Zgodnie z oczekiwaniami Europejski Bank Centralny podniósł główną stopę procentową z 3,75 do 4,00 proc. Podwyżka została już skonsumowana przez rynki finansowe. Trudno mówić o niespodziance, warto natomiast pochylić się na moment nad zmianami, które zaszły na rynku przez ostatnie trzy miesiące. Stopa trzymiesięczna EURIBOR, która jest podstawą udzielania kredytów hipotecznych w euro, wzrosła przez ostatnie trzy miesiące z 3,87 do 4,11 proc., a więc o 24 punkty. Można zatem powiedzieć, że najświeższa decyzja ECB została w całości uwzględniona przez rynek.

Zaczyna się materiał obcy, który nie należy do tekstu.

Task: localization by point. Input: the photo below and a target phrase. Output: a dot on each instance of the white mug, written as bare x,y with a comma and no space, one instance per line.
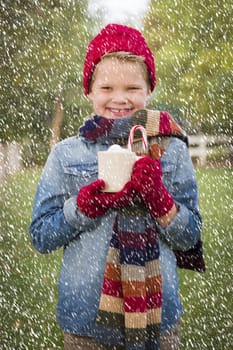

Wielokrotnie powtarzaliśmy, że utrzymywanie kredytów w euro jest obecnie nieopłacalne. Kwestią sporną pozostaje natomiast moment ich zamiany na złote lub franki. Przed trzema miesiącami – przy okazji ostatniej podwyżki stóp przez ECB – sygnalizowaliśmy, że zejście kursu euro w okolice 3,80 zł będzie dogodnym momentem do dokonania przewalutowania. W rzeczywistości w najniższym momencie (przed miesiącem) kurs euro spadł nawet do 3,75 zł. Obecnie jest o 2,1 proc. wyższy, ale to nadal sprzyjający moment do dokonania takiej operacji.
Podstawą do decyzji o przewalutowaniu powinna być niewielka różnica między stopą EURIBOR i WIBOR. Obecnie stopa 3-miesięcznego WIBOR jest wyższa o 34 punkty bazowe od stopy EURIBOR. Uwzględniając spread walutowy jaki narzucają banki spłacającym kredyty w euro, uważamy je obecnie za nieopłacalne wobec porównywalnych kredytów w złotych i frankach. De facto raty kredytów mogą być i są wyższe niż w złotówkach, zaś jedyna korzyść może wynikać z ewentualnego umocnienia złotego. Naszym zdaniem kredyty hipoteczne nie są odpowiednim narzędziem do spekulacji walutowej i nie powinny być w ten sposób traktowane.